Lega Pro, Reggina-Virtus Francavilla, ecco gli avversari: due giovani talenti, molte assenze ed un sogno da realizzare

La mentalità da matricola ma un gruppo maturo capace di far paura alle grandi. Le motivazioni di una salvezza imminente per la Reggina si scontreranno con un Virtus Francavilla che vuole solo blindare il settimo posto per continuare a sognare

Nzola e CalabroVietato sognare ma allo stesso tempo non vuole porsi limite. Il Francavilla di mister Calabro non si può più nascondere e adesso  vuole blindare a tutti i costi il settimo posto per giocarsi tutto ai  play off. Grazie ai suoi gioiellini  ma soprattutto grazie ad un gruppo compatto dedito al sacrificio e all’impegno, ben  amalgamato  tra vecchi e giovani è riuscito a regalere al girone C, la sorpresa più bella. Merito al presidente Magrì, allo staff dirigenziale e soprattutto a mister Calabro capace di rendere  l’outsider pugliese una delle squadre più temute del campionato. Un gruppo creato con poche risorse ma molto equilibrato, 41 reti segnate e altrettante subite, 51 punti ed un profilo tenuto basso dalla società per non montarsi la testa ma che guarda al futuro sognando in grande.

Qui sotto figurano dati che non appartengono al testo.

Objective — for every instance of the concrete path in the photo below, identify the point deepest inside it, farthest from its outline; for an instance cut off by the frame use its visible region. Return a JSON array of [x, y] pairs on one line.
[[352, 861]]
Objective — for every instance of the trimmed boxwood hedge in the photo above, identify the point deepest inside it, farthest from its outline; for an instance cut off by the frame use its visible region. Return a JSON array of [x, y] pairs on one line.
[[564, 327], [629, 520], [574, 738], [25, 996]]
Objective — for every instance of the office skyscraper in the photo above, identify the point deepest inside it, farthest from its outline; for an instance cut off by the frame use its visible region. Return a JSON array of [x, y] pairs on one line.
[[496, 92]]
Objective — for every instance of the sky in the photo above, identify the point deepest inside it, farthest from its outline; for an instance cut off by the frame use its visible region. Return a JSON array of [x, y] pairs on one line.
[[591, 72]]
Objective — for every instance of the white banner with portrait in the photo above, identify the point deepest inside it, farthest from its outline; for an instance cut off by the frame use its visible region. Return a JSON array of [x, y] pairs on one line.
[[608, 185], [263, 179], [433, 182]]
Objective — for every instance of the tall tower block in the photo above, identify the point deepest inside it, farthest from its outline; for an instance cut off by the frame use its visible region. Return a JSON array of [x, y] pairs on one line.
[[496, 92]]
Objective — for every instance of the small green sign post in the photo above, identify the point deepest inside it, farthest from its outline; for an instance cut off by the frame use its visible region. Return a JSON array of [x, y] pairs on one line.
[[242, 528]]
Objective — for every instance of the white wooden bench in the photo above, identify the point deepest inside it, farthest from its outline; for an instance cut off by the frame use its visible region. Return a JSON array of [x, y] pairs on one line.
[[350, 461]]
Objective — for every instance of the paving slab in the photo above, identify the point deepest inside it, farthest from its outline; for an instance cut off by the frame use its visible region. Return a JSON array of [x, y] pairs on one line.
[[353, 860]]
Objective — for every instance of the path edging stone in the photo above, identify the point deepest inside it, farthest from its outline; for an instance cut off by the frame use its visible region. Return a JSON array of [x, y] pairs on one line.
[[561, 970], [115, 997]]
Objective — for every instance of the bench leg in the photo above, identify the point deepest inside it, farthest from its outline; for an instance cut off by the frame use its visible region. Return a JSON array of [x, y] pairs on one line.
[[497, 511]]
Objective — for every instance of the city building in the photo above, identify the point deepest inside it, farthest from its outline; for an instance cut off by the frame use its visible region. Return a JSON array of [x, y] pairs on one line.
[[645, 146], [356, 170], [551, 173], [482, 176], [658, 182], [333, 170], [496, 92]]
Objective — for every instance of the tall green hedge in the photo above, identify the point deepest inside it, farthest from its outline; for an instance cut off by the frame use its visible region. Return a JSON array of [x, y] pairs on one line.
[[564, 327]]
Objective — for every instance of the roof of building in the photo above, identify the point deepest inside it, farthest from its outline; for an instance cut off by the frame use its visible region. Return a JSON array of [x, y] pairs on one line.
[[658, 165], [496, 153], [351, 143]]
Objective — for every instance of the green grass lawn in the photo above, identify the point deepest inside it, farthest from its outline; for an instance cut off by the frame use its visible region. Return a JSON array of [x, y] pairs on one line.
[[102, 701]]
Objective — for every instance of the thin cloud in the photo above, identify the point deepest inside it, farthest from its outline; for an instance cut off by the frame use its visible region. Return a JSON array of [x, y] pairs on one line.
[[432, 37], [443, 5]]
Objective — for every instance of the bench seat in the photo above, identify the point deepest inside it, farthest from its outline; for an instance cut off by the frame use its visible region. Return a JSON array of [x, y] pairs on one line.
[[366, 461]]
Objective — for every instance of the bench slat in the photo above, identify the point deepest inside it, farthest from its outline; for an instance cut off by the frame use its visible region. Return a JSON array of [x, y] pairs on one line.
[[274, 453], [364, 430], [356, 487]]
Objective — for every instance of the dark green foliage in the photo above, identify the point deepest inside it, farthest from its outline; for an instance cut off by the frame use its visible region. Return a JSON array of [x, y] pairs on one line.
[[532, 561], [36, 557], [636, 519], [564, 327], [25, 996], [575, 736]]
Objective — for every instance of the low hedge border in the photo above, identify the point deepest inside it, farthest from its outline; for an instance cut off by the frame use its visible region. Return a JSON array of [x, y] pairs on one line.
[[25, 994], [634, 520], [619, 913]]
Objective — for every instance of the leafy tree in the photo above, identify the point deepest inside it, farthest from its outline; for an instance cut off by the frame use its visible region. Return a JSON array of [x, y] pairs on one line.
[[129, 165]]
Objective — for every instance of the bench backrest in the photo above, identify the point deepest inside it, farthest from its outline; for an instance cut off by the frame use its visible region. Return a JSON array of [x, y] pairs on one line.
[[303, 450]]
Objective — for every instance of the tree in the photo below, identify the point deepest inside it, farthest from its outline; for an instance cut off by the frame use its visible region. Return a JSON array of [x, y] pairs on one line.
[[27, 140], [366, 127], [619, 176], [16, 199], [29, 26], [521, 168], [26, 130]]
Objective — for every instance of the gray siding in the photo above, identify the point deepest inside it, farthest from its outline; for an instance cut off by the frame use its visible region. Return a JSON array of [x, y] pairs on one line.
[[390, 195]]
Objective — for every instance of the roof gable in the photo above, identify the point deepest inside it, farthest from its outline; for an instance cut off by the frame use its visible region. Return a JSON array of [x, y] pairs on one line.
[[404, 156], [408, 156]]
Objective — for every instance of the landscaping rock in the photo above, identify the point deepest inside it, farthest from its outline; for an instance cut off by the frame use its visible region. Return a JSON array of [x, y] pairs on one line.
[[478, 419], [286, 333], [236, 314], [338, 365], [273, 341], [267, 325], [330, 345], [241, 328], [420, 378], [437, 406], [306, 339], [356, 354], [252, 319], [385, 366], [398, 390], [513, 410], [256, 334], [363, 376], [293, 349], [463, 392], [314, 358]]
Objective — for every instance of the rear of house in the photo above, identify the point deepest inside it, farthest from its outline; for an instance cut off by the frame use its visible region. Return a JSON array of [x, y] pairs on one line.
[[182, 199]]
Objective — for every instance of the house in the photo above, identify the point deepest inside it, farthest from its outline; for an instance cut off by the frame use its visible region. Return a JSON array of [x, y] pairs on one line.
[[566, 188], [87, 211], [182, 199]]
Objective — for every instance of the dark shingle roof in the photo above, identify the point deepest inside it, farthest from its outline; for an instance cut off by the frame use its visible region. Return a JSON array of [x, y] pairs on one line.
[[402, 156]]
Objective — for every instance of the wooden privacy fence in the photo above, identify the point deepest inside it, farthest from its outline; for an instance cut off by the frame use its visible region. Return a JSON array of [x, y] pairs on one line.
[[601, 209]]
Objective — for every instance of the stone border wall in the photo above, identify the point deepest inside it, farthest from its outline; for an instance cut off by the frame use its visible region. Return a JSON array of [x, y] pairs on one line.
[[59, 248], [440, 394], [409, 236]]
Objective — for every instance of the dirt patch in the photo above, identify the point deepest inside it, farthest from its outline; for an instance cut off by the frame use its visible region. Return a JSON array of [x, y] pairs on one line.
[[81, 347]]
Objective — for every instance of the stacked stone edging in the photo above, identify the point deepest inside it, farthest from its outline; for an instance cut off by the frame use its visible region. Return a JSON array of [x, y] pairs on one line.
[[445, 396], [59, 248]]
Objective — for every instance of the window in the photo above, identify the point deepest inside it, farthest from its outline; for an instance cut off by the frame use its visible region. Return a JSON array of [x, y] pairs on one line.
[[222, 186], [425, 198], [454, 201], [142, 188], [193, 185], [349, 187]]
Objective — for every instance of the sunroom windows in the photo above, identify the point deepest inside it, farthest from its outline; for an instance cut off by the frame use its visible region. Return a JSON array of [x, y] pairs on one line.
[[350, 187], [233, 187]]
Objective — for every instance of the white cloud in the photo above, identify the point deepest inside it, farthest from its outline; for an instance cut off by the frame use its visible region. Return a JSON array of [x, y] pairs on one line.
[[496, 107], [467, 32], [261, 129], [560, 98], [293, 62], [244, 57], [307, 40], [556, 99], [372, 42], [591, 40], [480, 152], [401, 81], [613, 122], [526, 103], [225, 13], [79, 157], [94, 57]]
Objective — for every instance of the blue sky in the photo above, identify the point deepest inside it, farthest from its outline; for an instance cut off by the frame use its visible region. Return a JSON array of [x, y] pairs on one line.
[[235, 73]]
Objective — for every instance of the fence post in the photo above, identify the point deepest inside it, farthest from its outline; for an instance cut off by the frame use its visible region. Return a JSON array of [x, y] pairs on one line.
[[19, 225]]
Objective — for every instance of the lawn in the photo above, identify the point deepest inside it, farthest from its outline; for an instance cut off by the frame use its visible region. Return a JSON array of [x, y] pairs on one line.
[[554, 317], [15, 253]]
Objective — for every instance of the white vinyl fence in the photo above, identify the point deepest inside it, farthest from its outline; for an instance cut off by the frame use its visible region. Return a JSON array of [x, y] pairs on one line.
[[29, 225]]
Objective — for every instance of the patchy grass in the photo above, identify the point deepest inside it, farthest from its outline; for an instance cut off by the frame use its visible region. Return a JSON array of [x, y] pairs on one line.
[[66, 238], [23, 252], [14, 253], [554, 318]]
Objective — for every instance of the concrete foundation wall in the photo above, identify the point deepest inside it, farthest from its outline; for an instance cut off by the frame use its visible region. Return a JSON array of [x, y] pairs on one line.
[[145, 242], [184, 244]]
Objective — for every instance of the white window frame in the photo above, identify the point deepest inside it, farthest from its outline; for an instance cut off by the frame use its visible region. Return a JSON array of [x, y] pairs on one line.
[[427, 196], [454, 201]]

E’ giusto precisare come la Virtus Francavilla sia una squadra molto giovane, non tanto per la presenza di molti calciatori classe ’90 ma soprattutto perchè i pugliesi si affacciano al calcio che conta, solo al termine della stagione 2015-2016.  Il Presidente scopritore di talenti chiama, per guidare la squadra in eccellenza, Antonio Calabro reduce dal campionato vinto a Gallipoli e Stefano Trinchera come Direttore Sportivo.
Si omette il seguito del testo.